I hate the skeptic, that dour old pessimist. I wish I were in an airplane so I could push him out of it. I wish I were more proficient with poison darts. Something.
Because we barely made it through one weekend of baseball's 2020 startup, and everything the skeptic feared has happened. One team, the Marlins, had an outbreak of the Bastard Plague. Half their squad has shown red for it.
Which means they had to postpone their opening home stand against the Orioles and remain in Philadelphia, where they'd just played the Phillies. Which means the Phillies in had to postpone their game against the Yankees because they'd been in contact with the Marlins.
And so the dominoes go down, one by one by one. And so the skeptic says this is exactly what he feared would happen, that one team would have an outbreak and force other teams to stop and get tested and, bingo, the whole deal slides off the rails.
Rob Manfred says that's not gonna happen, that protocols are in place to keep everything humming along, but right now that just sounds like some fine whistling past the boneyard. Because even if protocols are in place -- even if every team has a pool of extra players in case what's happened to the Marlins happens to them -- how does that in itself not warp the season? How do you get a true measure of who's who if half the teams wind up fielding what amounts to minor-league nines?
I'm not saying that's going to happen. I'm also not saying the Marlins weren't a de facto minor-league team to begin with, no matter who they put out there.
But if 30 games in we're watching Ratso Rizzo instead of Anthony Rizzo, how do you take it seriously? How does the season not go from Field of Dreams to Three Rings of Fun, with a calliope keeping accompaniment in the background?
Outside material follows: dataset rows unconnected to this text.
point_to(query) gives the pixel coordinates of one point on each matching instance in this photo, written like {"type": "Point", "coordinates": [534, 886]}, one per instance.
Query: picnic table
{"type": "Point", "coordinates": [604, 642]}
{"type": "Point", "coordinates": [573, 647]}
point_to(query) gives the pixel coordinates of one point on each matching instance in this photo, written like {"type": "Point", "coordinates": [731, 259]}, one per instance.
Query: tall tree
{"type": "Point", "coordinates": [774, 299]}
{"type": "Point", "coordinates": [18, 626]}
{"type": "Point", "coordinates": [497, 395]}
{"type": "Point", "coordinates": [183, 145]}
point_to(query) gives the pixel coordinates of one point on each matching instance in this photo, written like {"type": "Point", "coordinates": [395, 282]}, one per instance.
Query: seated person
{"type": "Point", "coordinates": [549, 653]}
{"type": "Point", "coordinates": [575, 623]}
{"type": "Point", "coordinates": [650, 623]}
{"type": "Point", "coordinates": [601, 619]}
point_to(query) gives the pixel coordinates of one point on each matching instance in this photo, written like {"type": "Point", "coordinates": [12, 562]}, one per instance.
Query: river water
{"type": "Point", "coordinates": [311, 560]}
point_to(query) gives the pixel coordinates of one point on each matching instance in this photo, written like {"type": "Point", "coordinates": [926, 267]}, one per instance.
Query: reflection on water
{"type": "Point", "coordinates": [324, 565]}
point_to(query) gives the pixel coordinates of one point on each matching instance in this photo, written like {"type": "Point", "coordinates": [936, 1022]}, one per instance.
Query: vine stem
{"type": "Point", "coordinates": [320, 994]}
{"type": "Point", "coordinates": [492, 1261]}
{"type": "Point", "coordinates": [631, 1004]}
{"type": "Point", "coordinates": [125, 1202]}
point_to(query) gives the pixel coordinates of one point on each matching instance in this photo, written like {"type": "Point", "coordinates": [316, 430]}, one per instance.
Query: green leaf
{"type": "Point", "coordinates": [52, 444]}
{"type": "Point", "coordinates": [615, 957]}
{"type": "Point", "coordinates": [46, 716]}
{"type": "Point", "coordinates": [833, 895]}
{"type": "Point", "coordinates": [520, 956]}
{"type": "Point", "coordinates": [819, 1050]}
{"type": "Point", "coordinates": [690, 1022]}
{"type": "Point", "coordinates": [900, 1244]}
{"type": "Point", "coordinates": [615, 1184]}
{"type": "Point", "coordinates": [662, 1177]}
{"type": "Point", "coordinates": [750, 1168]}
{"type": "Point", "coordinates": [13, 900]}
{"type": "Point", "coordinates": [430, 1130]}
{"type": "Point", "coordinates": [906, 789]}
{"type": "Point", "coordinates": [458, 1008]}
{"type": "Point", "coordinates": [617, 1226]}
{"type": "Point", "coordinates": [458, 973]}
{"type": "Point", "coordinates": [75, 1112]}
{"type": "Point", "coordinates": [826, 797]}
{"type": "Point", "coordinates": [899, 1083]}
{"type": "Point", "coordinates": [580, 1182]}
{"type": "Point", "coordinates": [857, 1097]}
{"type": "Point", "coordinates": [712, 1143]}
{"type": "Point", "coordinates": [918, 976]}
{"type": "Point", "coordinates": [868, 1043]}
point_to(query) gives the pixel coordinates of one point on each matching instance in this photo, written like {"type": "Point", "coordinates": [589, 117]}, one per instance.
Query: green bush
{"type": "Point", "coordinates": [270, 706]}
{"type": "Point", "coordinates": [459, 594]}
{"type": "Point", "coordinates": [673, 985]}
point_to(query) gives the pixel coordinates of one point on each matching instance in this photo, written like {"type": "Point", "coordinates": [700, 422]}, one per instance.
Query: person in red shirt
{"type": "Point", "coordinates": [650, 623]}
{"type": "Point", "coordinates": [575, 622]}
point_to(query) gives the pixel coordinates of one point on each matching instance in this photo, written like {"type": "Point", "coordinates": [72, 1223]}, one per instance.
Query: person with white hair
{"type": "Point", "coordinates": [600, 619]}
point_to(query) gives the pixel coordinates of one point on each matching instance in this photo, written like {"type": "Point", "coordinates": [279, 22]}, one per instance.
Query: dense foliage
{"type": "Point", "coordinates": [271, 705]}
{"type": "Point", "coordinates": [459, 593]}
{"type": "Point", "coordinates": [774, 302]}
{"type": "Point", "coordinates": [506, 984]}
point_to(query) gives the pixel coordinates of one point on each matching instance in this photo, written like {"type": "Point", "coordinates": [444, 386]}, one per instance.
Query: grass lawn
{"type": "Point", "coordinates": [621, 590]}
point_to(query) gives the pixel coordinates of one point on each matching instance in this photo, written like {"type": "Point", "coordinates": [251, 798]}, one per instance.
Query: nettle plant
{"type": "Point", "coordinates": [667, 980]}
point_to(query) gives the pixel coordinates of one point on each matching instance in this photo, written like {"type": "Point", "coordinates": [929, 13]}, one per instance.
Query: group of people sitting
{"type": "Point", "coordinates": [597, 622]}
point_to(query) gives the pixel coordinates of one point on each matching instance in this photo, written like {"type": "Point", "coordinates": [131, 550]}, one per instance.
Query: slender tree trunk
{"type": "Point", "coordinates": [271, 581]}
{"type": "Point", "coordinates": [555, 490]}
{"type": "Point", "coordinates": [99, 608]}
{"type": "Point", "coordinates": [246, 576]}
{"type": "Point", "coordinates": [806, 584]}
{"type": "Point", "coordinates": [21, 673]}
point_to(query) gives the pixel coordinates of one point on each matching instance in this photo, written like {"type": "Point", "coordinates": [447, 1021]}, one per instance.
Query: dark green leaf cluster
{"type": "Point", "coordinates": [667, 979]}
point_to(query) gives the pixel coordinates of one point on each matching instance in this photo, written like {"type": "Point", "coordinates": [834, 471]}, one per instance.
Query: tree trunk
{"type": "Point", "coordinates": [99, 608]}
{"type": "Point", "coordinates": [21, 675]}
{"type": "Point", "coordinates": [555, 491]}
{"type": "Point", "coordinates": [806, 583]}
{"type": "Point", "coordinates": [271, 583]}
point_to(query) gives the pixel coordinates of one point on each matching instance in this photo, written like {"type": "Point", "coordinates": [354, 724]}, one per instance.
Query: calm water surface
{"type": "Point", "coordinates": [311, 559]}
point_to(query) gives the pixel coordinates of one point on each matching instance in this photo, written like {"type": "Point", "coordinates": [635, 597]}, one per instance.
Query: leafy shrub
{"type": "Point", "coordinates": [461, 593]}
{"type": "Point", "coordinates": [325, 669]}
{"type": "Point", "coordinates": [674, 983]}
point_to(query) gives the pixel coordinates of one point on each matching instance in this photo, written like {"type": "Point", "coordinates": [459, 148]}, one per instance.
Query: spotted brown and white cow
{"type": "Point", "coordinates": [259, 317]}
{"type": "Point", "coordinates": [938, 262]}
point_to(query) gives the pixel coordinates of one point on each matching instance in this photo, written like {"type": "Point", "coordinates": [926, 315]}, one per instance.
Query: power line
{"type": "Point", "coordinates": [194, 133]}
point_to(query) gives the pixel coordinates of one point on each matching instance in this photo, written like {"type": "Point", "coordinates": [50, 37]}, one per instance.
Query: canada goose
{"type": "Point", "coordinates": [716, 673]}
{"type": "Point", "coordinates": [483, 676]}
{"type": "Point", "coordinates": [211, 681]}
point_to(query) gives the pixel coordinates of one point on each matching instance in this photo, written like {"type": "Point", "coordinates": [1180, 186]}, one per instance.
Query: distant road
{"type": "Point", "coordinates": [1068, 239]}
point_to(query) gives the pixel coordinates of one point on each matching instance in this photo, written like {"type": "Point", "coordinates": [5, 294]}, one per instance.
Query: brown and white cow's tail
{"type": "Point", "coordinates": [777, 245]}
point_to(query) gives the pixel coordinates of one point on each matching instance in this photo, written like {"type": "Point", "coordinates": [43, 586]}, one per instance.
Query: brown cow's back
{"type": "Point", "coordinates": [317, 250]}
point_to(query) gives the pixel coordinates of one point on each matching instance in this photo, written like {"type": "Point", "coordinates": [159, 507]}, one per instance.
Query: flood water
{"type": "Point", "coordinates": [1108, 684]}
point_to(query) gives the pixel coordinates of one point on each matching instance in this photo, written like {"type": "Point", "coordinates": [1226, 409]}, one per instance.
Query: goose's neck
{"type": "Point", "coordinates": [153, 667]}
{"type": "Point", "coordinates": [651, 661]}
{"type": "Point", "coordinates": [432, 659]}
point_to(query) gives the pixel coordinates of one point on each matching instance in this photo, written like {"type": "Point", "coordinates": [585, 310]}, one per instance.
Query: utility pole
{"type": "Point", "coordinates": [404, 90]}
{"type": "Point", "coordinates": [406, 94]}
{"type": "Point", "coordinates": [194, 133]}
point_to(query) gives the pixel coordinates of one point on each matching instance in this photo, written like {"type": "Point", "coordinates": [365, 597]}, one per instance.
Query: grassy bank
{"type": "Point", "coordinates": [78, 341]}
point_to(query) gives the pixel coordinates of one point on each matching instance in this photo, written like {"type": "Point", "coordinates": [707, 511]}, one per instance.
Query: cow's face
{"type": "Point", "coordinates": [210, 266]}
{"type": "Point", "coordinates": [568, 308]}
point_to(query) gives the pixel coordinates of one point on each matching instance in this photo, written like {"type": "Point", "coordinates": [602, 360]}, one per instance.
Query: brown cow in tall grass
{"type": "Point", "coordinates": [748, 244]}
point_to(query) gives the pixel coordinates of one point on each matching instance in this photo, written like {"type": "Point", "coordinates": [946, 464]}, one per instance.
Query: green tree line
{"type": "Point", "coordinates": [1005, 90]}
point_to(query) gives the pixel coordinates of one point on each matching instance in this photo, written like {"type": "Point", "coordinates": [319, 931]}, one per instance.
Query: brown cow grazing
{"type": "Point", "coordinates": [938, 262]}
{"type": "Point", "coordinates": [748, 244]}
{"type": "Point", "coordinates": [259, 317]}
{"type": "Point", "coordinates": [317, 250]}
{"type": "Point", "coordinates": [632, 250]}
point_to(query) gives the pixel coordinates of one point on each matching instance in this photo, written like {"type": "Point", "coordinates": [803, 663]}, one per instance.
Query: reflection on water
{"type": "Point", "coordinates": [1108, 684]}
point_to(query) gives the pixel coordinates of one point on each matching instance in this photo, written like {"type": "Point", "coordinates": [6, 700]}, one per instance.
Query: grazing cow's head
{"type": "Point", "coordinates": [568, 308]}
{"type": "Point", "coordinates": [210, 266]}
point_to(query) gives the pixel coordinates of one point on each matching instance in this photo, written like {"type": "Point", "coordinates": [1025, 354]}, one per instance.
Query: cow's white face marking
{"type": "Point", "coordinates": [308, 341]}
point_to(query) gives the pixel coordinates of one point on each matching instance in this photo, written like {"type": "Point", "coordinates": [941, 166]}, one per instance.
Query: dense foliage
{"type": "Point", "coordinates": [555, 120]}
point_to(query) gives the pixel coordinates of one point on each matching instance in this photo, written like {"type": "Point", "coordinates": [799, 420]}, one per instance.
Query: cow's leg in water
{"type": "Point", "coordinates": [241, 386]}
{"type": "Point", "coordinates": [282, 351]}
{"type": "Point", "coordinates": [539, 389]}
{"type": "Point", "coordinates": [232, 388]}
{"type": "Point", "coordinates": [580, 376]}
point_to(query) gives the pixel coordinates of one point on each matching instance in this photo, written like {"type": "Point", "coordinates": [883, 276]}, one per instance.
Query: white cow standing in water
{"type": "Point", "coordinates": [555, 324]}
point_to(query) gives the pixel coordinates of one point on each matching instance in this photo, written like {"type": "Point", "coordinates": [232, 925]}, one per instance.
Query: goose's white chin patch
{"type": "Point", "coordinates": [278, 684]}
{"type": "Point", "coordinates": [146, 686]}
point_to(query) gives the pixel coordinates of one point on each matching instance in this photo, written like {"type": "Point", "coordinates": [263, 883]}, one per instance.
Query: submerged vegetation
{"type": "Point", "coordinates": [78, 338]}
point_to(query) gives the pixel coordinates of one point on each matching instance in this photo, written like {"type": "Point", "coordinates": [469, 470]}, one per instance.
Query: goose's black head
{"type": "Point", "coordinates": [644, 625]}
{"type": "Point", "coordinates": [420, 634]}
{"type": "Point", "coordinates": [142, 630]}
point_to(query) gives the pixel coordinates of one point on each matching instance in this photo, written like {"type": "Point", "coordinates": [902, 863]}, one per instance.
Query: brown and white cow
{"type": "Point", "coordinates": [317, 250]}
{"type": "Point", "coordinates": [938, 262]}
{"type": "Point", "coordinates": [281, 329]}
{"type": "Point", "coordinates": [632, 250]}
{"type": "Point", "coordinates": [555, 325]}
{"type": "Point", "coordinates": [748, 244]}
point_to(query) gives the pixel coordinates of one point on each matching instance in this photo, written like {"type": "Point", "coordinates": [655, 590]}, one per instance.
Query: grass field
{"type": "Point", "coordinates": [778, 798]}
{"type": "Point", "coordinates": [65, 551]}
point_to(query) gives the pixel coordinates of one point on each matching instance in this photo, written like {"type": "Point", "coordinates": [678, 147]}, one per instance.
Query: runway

Oh, the skeptic is out his box, all right. He is loose in the streets and I can't catch him.
Because now I'm looking ahead, and I'm thinking if baseball can't get through four days without an outbreak, what's gonna happen when NFL teams start jetting all over America? How does college football make it work with their conferences that sprawl across half the country and their bubble-proof campuses?
At least in baseball players can social distance to an extent, because of the nature of the game. Football players, because of the nature of their game, spend three hours breathing on one another. What chance does the latter have, if the former has already seen an outbreak?
I hate these thoughts. I hate the skeptic who puts them in my head. But how do you stop them, at this point?
Maybe a long walk off a short plank. Maybe that would work.
I hear the skeptic can't swim, after all.